Numero 22

Tabula rasa

di Mara Abbafati

 

Aracne di Andrea Bondini

Suo padre scese le scale per andare in cantina, era buio, armeggiò sulla serratura per infilare la chiave e quando finalmente riuscì ad aprire la porta fu colpito in faccia da un tanfo asfissiante. Tossì e sputò a terra un rigurgito acido che gli era risalito dalla bocca dello stomaco vuoto. Quando toccò l’interruttore la luce emise un lampo. Si era fulminata.

– Papà, non me lo voglio portare il secchiello, gridò Leo dalla cima della rampa di scale.
– Ma ti piaceva tanto.
– Quando ero piccolo.
– Hai sette anni, sei ancora piccolo.

La cantina puzzava di muffa e di topi morti, avrebbe preferito non doverci entrare ma le cose del mare in casa non ci stavano. Leo faceva sempre i compiti sul tavolo della cucina perché nella sua cameretta non c’era spazio nemmeno per la scrivania.
Il padre tornò su con una borsa di plastica rossa, dentro c’erano un paio di asciugamani, un tubetto di crema solare incrostato di sabbia, un paio di sandaletti di gomma blu e un giornale di enigmistica.

– Non l’hai preso il secchiello?
– No. Ci hai ripensato?
– Macché.

Entrarono in casa, Leo si fermò nell’ingresso e si provò i sandali, ma il piede gli era cresciuto e non riusciva nemmeno a infilarseli.
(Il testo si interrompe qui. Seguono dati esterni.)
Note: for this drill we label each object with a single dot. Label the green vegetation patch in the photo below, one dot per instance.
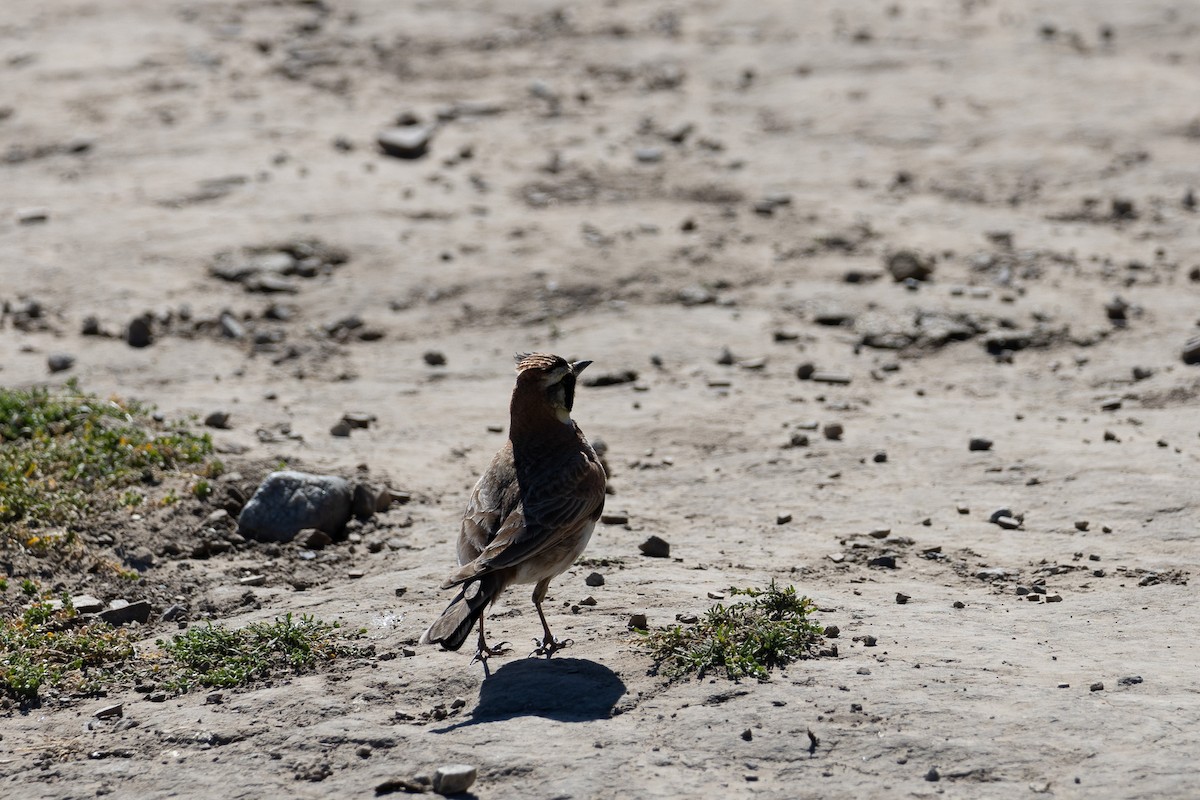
(49, 645)
(744, 639)
(64, 453)
(221, 657)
– Quando mi porti dai nonni?
– Domani mattina.
– Non ci voglio andare.
– E con chi ti lascio adesso che la scuola è finita?
– Ci so stare a casa da solo.
– Sei piccolo.

Squillò il telefono, Leo prese i sandaletti blu, andò in cucina e li buttò nel secchio sotto il lavello. Poi aprì il frigorifero, prese un succo all’albicocca, accese la televisione e si mise a guardare un cartone. La telefonata prese una brutta piega, suo padre urlava e lui dovette alzare il volume per riuscire a seguire quello che stava succedendo nell’episodio di Yattaman. Poi si sentì sbattere la cornetta «Leo, devo uscire. Guarda i cartoni, io torno subito».
Yattaman finì e poi finirono anche Carletto e Mazinga, ma suo padre non tornava. Leo spense la tv e se ne andò in cameretta a dormire, con l’abat-jour accesa. Si svegliò in piena notte con il fiatone, un incubo lo aveva scaraventato in fondo al letto, corse in camera di suo padre ma lui non c’era e non era nemmeno in cucina, né in bagno. Sentì un po’ di paura battergli nel petto, da dentro, faceva un rumore sordo e bruciava gli occhi. Aspettò ancora un po’ finché l’alba non comparve alla finestra e allora si decise a chiamare i nonni.
Il padre di Leo sembrava scomparso nel nulla, non c’era nessuna traccia né di lui né della sua macchina, lo dissero anche qualche giorno dopo a Chi l’ha visto? e continuarono a dirlo per diverse settimane, finché il fatto non venne completamente dimenticato da quelli del programma e anche da tutti gli altri. Leo, invece, se lo ricordò per parecchio tempo. Se lo ricordò il giorno in cui dovette prendere tutte le sue cose dalla cameretta e portarle dai nonni, quando dovette cambiare scuola, quando non seppe a chi raccontare di come si sentiva infuocare le guance quando passava Marina della terza B nel corridoio della scuola media.
Poi un giorno Leo venne investito dal 38 barrato mentre attraversava via dei Mille per andare a comprare il latte scremato che gli aveva chiesto sua nonna, restò incosciente per quasi dieci giorni e al risveglio non ricordava più nemmeno il suo nome. «Leo, Leo!» lo chiamavano i nonni, ma Leo non si girava, per i primi mesi andò sempre in questo modo, poi si abituò a quel nome e iniziò a voltarsi. Alcuni si illusero che gli fosse tornata la memoria, ma non era così, era solo l’abitudine. L’abitudine illudeva gli altri. Ma Leo sapeva benissimo, quando si guardava allo specchio, di non essere nessuno.